Similarly, the firm’s goal is to increase sales in its Health & Nutrition business from a little more than $400 million in 2012 to $1.4 billion by 2020 partly through raising investment in biotech R&D for chemicals such as Biolys. Other biotech products in development include active pharmaceutical ingredients, antiaging cosmetics, and cosmetic emollients. “We’re not just in biotech because it sounds nice to have,” Wohlhauser said.

Despite the splash Evonik tried to make, investors yawned at news of the Creavis revamp, sending the firm’s share price up only marginally after it was announced last month. Yet stock analysts are convinced that the company’s overall strategy will deliver financial growth in the coming years. The median prediction among the analysts following Evonik is that the firm’s pretax profit margin will increase from 12.5% in the fourth quarter of 2013 to 16.8% in 2016.
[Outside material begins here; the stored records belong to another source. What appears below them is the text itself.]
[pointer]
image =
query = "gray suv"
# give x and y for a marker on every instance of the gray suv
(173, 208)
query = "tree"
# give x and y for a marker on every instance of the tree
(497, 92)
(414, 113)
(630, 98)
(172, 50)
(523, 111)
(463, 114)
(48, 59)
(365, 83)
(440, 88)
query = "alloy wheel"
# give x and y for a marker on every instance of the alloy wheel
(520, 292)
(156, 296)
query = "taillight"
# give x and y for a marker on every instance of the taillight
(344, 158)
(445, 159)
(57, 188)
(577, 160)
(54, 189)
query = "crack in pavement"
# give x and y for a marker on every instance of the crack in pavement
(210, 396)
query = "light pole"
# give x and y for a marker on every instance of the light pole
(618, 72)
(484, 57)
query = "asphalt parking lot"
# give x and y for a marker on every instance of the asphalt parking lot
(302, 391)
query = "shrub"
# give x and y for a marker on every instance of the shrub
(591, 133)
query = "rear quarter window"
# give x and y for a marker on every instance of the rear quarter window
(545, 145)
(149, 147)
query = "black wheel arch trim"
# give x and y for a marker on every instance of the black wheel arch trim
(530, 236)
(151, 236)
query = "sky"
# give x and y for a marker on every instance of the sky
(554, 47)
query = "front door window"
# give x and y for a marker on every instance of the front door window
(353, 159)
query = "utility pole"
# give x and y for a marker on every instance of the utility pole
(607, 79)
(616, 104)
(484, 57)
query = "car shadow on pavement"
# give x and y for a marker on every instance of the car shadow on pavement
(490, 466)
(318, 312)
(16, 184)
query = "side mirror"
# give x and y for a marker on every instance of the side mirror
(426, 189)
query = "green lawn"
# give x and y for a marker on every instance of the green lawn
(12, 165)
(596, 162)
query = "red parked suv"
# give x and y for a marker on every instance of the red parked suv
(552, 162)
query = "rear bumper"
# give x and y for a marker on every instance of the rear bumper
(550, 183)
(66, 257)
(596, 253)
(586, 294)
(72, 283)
Among its flagship research projects that stretch beyond 2016, Evonik is developing a fermentation process for making laurolactam, a nylon 12 precursor, from palm and other oils. It would replace a 40-year-old petrochemical process that requires five synthetic steps.

Since 2013, the firm has been testing the process in a pilot facility in Slovakia that cost several million dollars. “In the very long term, the process could also use glucose instead of palm kernels,” said Jürgen Herwig, vice president of product and process development for high-performance polymers at Evonik.

Another strategic project for Evonik is new technology that combines hydrogen with the waste gases carbon monoxide and carbon dioxide to create chemicals. Evonik recently signed a three-year research pact with Illinois-based LanzaTech around waste-gas-based precursors for specialty plastics. The deal gives Evonik access to LanzaTech’s synthetic biology and gas fermentation technology.

Within the space of about five hours—the time it took Evonik to brief journalists about its R&D strategy in Marl—the number on Evonik’s digital display had jumped by about 25,000 to 46,399,226, putting the firm’s materials on track to cut emissions by around 50 million metric tons in 2013.

If Evonik succeeds in cranking up R&D, it will have done so partly by rolling out a greater number of green products and processes. It will be several years before Evonik knows if its R&D restructuring worked, but one indicator will be if those green digits really start to fly.